I wanted to take a minute to look back on his amazing career, as Thornton is one of the greatest players of his generation. He amassed 430 goals and 1,539 points in a 24-year career, primarily spent with the Boston Bruins and San Jose Sharks. He also had short stints with the Toronto Maple Leafs and Florida Panthers at the end of his illustrious career. The 44-year-old last played during the 2021-22 campaign as a member of the Florida Panthers. Thornton appeared in 1,714 NHL games in a career that began with the Boston Bruins in 1997, leaving him sixth in all time games played.
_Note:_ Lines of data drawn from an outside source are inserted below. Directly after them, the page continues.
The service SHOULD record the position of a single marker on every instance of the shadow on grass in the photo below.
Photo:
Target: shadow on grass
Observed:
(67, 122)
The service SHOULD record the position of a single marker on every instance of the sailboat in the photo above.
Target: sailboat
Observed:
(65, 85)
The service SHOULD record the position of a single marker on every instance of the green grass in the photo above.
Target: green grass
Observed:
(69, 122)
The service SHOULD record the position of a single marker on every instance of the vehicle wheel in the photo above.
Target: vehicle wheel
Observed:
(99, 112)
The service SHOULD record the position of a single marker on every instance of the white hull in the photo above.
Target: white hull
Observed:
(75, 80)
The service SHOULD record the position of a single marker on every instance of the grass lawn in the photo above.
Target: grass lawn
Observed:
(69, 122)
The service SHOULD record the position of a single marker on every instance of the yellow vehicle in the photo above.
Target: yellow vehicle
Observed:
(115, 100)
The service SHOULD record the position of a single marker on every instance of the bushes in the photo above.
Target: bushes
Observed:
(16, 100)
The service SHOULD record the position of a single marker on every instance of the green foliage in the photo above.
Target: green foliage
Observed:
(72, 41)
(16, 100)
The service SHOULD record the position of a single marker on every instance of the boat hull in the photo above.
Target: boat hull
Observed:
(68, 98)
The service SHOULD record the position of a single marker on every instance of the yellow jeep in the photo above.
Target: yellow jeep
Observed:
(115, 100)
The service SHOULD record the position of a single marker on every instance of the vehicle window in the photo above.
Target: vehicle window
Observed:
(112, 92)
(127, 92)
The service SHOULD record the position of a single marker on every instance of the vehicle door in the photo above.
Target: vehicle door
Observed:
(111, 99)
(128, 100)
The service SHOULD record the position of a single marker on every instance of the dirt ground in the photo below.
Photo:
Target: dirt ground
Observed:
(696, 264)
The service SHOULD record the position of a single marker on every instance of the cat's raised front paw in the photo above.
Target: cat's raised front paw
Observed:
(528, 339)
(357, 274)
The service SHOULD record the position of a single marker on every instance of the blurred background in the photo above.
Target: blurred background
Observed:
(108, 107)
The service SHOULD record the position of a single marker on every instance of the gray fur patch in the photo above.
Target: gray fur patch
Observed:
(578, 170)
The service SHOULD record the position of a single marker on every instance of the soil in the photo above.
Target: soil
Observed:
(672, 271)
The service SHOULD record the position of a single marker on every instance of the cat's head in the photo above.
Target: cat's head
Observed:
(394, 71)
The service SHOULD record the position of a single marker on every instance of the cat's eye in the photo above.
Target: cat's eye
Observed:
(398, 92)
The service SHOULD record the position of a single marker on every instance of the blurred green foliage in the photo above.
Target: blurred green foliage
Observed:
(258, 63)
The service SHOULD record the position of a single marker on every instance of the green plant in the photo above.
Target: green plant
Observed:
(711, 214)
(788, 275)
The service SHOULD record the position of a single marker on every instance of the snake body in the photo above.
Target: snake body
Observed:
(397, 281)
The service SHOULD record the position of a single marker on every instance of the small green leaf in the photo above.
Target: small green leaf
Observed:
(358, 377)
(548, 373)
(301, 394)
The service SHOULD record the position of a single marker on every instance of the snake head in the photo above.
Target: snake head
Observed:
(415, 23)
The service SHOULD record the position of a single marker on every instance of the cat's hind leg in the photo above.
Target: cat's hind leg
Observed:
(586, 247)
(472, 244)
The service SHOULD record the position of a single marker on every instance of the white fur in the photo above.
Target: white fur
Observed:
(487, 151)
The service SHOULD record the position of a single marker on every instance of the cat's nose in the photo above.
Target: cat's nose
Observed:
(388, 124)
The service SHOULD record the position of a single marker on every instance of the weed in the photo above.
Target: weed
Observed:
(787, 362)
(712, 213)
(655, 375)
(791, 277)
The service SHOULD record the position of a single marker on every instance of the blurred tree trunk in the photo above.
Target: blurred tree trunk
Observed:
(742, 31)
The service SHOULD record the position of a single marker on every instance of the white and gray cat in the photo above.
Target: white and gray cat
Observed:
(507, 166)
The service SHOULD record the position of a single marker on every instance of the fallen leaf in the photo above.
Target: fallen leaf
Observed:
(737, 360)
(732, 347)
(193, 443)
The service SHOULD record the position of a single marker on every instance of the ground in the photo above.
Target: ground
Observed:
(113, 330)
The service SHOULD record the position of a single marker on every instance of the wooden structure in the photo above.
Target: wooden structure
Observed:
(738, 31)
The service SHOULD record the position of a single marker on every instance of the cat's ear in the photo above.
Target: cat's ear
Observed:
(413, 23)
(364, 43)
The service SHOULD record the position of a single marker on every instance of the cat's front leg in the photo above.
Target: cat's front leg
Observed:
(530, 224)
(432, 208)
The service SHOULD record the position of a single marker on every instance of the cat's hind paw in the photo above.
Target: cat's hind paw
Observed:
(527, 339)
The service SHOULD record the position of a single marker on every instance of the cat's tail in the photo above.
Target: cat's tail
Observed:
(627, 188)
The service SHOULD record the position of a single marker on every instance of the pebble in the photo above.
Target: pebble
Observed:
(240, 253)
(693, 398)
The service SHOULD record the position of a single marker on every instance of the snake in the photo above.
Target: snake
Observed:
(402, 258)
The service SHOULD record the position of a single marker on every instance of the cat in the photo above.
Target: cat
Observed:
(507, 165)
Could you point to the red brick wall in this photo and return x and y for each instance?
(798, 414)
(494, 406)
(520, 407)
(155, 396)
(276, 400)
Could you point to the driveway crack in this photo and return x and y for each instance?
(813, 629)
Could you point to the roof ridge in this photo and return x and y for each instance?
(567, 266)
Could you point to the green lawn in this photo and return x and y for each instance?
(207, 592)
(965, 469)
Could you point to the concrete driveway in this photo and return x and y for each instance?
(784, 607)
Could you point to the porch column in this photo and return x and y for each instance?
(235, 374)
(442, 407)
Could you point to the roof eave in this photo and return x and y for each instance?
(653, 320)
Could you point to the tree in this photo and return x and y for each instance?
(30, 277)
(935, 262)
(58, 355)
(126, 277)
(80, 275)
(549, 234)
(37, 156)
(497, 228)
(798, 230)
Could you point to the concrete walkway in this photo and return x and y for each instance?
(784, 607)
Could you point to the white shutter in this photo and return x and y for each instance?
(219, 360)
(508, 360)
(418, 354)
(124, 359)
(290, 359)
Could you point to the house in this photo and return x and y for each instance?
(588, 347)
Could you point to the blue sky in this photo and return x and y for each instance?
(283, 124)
On the international stage, Thornton played for Canada at the World Junior Hockey Championship in 1997 (winning gold), the 2004 World Cup, the 2006 Winter Olympics and the 2010 Winter Games (winning gold again). Thornton also played pro hockey in Switzerland for HC Davos and participated twice in the Spengler Cup and once in the Swiss Cup. Overall Jumbo Joe leaves the game 12th in points, and 7th in assists, while being the only player to ever win the Art Ross and Hart Memorial trophies while switching teams during the season. He also has the highest point total recorded by a player who switched teams during the season (125). Thornton is easily one of the all-time great San Jose Sharks; standing as their all-time leader in assists (745), +/- (+172) and points per game (1.01). Fun fact he also has the most games played by a 1st overall pick (1,714)
When I first started watching hockey like many I quickly gravitated to a few stars, one of them was a young Joe Thornton (who I'll admit I liked a lot more once he left Boston). I will always have fond memories of him from watching him play on TV to seeing him play in and later for Toronto, even racking up filthy numbers with him in Chel franchise mode. Likely due to the above, I just want to end this piece by saying thank you to a legend and good luck in whatever you do next.